Lawrence Weiner, As Long As It Lasts, 1992. Visual statement.

Lawrence Weiner, As Long As It Lasts, 1992. Visual statement.

“Ideas alone can be works of art,”[1] proclaimed American Minimalist artist Sol LeWitt in his 1968 Sentences on Conceptual Art, summoning up a new stream of thought that emerged in 1960s America[2] as a reaction to Clement Greenberg’s insistence on formalism and opticality, a stance that art should be experienced solely through ‘visual stimuli’ and in a disinterested manner.[3] In an anarchic Dada style,[4] Conceptual Art (as this new stream came to be known) proposed “perceptual withdrawal”[5] – instead of producing ‘sacred’ and valuable art objects, they offered only brief linguistic description of their ideas or simple visual statements such as Lawrence Weiner’s As Long As It Lasts (Figure 1).
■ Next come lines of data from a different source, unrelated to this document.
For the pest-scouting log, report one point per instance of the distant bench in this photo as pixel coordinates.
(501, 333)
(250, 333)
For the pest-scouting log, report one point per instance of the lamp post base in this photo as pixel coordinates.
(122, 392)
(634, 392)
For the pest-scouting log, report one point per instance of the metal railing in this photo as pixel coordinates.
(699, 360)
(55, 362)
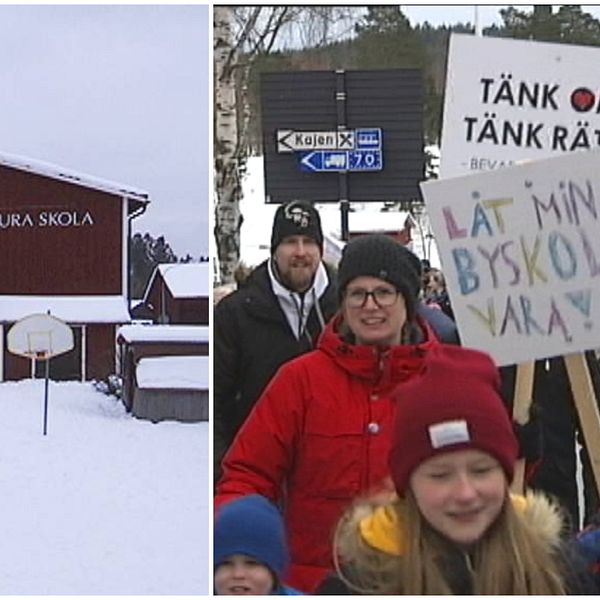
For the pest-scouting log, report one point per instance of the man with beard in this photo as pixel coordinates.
(276, 315)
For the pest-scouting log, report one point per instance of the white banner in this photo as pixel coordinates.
(509, 100)
(520, 250)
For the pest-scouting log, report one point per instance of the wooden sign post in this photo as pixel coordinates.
(521, 405)
(587, 408)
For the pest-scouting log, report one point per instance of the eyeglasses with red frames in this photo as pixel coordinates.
(382, 296)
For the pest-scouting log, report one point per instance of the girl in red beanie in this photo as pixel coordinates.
(452, 527)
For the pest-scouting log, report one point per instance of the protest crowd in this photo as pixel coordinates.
(360, 449)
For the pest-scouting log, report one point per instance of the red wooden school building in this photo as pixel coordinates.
(64, 248)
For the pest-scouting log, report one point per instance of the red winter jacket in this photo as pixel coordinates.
(318, 437)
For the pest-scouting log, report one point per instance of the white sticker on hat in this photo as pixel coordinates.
(448, 433)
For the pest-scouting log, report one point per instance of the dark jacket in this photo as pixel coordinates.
(318, 437)
(252, 339)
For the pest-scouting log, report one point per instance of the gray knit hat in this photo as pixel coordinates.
(381, 256)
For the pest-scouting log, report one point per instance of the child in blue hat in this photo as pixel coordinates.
(250, 549)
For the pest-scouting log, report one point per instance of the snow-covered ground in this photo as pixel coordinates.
(104, 504)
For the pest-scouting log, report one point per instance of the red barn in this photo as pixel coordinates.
(64, 242)
(177, 293)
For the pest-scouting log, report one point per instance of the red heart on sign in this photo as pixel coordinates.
(582, 99)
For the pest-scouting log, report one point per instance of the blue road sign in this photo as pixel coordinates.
(365, 160)
(368, 138)
(341, 160)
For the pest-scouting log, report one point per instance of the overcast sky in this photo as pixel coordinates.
(117, 92)
(486, 14)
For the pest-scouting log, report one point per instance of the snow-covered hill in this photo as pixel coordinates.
(104, 503)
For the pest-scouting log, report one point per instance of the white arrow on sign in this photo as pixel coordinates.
(289, 140)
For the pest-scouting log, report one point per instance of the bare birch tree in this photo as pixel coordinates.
(240, 34)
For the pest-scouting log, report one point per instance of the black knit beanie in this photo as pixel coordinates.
(381, 256)
(296, 218)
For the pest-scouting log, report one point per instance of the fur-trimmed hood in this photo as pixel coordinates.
(381, 527)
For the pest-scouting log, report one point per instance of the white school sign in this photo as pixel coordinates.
(520, 249)
(511, 100)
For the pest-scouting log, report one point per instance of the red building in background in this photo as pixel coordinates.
(64, 248)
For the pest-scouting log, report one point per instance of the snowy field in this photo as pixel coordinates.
(104, 504)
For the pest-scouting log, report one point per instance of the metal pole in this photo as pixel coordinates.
(46, 395)
(340, 97)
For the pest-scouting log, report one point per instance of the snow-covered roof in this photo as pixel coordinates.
(56, 172)
(164, 333)
(187, 280)
(173, 372)
(184, 280)
(71, 309)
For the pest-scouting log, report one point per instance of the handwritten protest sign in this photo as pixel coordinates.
(508, 100)
(520, 249)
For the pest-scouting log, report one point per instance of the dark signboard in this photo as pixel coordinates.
(343, 135)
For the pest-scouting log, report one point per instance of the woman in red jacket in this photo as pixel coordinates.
(320, 433)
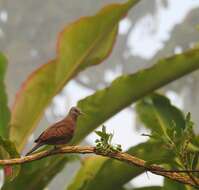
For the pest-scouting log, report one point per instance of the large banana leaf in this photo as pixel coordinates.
(83, 43)
(127, 89)
(33, 177)
(158, 114)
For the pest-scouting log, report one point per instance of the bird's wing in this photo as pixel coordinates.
(59, 130)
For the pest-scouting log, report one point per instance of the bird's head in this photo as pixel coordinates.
(75, 112)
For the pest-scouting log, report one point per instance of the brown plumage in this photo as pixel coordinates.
(60, 132)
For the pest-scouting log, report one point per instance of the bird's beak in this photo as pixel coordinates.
(82, 113)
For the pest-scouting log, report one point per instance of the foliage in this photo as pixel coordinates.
(84, 43)
(104, 144)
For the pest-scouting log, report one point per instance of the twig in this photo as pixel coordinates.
(171, 174)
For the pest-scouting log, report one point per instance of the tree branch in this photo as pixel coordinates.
(171, 174)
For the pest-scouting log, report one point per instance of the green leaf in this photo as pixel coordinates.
(195, 161)
(37, 174)
(8, 150)
(149, 188)
(127, 89)
(4, 110)
(113, 174)
(159, 115)
(83, 43)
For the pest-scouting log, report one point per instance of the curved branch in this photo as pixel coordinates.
(121, 156)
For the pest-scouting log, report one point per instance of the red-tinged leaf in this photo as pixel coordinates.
(4, 110)
(8, 171)
(83, 43)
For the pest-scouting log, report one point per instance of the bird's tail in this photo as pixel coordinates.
(34, 148)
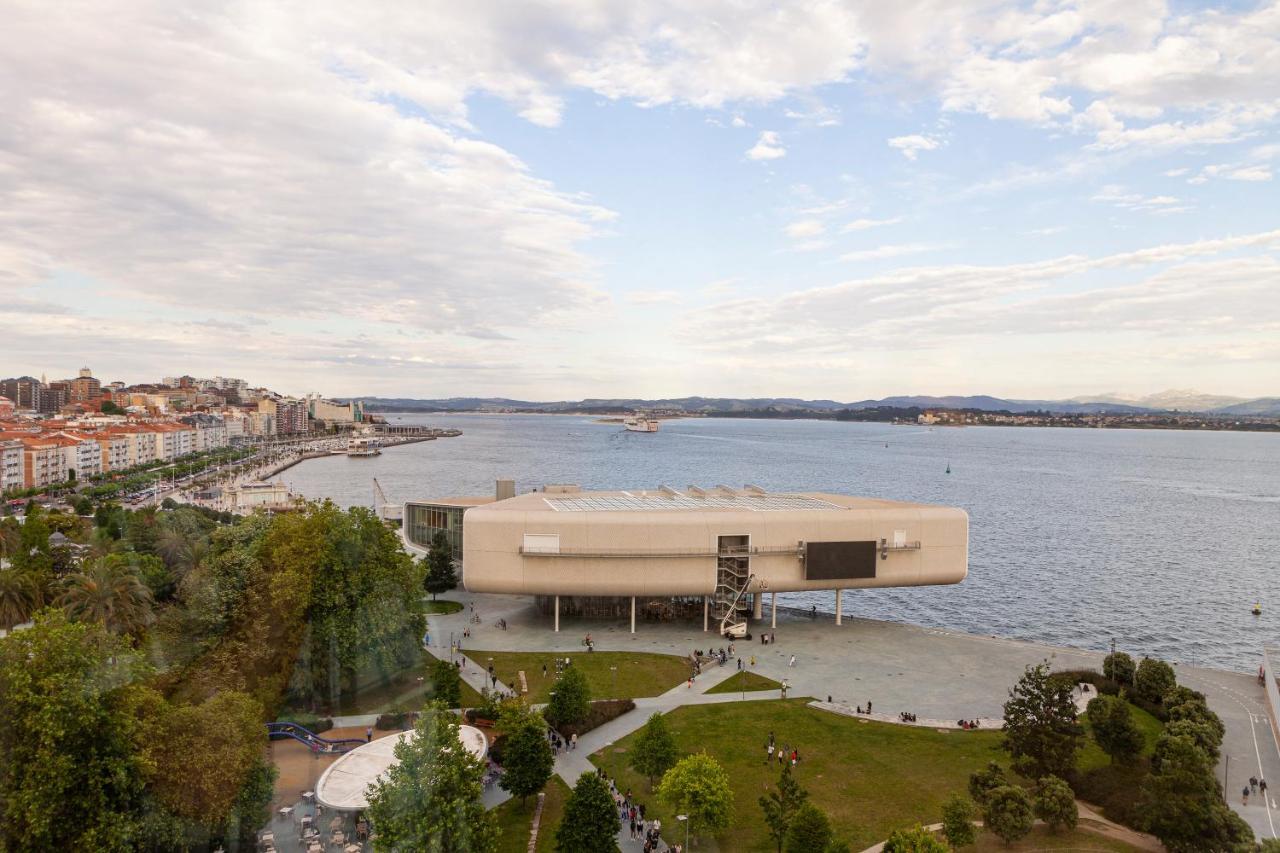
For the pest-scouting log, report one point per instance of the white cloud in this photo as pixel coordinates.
(863, 224)
(894, 250)
(767, 147)
(653, 297)
(805, 228)
(910, 146)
If a physical object of some sort was present it was either perplexingly bare or badly executed and aesthetically unappealing. What is more, these artworks mixed a variety of media (including everyday objects and all sorts of rubbish), thus attacking Greenberg’s “quest for medium-specific purity.”[6] Purposefully provocative, conceptual artworks encouraged a renewed enquiry into what art is or should be.